Now load both CSV files back into fresh instances of Excel and use the document object model to compare all the values in each cell. Your test code doesn’t need to know a thing about CSV files (except the part that makes random CSV files for the tests) and you can easily compare the round trips. This code is very easy to tweak to check all the round trips to every format Excel supports. Best of all, you delivered a lot of effective BVT automation without code having to understand any details of the file formats. Now your developer has an effective tool for smoke testing file conversions and you have time to delve into the arcana of each format one at a time.

When you can’t get there from here

You will run into situations where you just can’t create reasonable round trips. You will find that you put data in point A and can’t see it until it’s been seriously mangled and comes out way downstream at point B. My name for this type of software is “The soup factory”. The soup factory takes vegetables in one side and a pureed blend of steaming hot soup comes out the other. It’s great at lunch time, but you can’t reverse the transformation. A lot of information is lost in the blender.

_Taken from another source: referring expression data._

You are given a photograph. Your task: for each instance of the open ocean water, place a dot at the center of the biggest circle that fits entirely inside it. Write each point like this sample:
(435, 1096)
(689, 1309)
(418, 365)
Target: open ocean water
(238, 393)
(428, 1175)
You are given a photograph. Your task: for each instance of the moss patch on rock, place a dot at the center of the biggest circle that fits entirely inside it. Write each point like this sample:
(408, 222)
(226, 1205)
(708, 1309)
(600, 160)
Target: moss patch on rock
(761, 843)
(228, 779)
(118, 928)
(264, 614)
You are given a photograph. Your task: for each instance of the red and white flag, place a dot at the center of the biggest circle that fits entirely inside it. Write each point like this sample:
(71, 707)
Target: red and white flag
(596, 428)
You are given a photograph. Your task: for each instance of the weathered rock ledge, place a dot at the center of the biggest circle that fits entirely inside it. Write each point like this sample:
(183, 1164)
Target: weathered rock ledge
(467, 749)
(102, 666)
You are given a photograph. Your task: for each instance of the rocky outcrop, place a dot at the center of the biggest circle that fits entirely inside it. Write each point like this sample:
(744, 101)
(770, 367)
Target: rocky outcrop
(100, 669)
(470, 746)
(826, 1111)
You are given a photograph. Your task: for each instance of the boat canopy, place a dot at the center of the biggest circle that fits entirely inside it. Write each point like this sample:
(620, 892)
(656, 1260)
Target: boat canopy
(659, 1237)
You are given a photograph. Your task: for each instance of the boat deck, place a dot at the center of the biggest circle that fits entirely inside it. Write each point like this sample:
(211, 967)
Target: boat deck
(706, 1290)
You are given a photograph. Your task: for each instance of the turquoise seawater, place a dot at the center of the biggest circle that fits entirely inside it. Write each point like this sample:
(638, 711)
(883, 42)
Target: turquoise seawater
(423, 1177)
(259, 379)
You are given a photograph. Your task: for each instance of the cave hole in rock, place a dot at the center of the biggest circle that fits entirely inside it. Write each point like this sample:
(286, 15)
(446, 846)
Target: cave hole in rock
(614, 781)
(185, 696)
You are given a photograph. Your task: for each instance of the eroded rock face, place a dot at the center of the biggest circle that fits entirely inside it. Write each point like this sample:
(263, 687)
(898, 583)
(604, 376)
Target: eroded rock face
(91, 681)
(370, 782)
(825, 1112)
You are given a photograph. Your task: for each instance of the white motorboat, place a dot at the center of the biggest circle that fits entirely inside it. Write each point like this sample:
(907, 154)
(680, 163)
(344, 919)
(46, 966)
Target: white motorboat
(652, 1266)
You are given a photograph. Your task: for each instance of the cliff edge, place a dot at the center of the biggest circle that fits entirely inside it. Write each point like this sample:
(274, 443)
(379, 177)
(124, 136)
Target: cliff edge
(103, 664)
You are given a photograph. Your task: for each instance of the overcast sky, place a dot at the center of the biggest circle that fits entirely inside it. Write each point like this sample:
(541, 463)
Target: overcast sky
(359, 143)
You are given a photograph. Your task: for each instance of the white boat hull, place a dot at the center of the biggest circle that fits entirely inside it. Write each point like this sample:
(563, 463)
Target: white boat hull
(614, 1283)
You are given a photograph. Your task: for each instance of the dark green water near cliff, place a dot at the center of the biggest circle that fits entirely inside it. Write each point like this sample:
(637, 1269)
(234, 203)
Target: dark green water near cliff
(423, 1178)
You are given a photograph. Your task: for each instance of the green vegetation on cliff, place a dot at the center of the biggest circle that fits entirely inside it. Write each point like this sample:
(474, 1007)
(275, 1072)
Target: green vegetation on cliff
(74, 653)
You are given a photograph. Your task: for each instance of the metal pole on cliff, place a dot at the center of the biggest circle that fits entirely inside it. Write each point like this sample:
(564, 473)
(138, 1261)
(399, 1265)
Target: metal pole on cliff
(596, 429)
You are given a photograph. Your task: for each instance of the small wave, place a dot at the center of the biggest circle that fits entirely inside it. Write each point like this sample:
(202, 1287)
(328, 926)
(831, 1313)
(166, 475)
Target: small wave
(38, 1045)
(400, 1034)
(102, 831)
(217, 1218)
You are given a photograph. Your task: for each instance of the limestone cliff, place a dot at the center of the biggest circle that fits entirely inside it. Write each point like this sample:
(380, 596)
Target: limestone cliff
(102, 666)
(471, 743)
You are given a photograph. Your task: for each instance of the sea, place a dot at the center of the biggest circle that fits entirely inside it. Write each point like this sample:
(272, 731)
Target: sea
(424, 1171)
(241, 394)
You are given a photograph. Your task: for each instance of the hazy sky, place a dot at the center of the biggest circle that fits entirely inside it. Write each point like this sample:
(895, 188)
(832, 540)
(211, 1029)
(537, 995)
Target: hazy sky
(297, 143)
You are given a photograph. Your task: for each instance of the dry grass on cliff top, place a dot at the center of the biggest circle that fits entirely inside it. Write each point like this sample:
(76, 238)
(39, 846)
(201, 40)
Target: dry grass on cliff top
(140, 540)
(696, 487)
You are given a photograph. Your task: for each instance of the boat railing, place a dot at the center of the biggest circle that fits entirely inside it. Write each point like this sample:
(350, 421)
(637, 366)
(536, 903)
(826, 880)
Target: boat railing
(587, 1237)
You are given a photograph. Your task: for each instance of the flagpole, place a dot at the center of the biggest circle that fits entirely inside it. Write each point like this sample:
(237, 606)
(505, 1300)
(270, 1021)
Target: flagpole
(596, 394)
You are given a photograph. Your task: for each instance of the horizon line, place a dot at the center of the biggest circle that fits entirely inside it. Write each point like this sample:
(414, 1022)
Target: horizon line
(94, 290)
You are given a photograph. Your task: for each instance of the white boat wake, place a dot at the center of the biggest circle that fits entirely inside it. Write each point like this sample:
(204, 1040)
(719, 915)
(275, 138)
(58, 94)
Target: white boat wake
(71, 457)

The soup factory problem is that the end result isn’t reversible into the inputs. You put 10 carrots into the factory. How can you tell from the bowl of soup that the carrot content is within spec? You can (with a spectral analyzer and a PhD), but doing so is just not cost effective. The best you can quickly do is taste the soup and see if it’s any good. Sadly your feedback will be vague and difficult to take action on. Worse it won’t be very diagnostic.

A good approach here is to “get inside” and try to do round trips on the components. That carrot slicer should take 10 pounds of carrots and turn them into carrot slices and stems. Stems plus sliced carrots should be 10 pounds unless you have a carrot leak. If you can’t find a way to peer inside the factory you need to have a conversation with your developer. They might not want to change the production code to expose the carrot slicing machine, but maybe they can add some debug code for you.

Round trip testing is a valuable tool to put in your automation toolbox.

There are a lot of effective ways to create high value test automation. Concentrating on delivering the fastest, most diagnostic and robust automation first will help your team deliver high quality products on schedule. Using round trip testing will let the product handle its own complexity and allow you to deliver powerful test automation quickly.

Good luck with round trip testing. I hope it makes your test code faster, simpler and you find better bugs.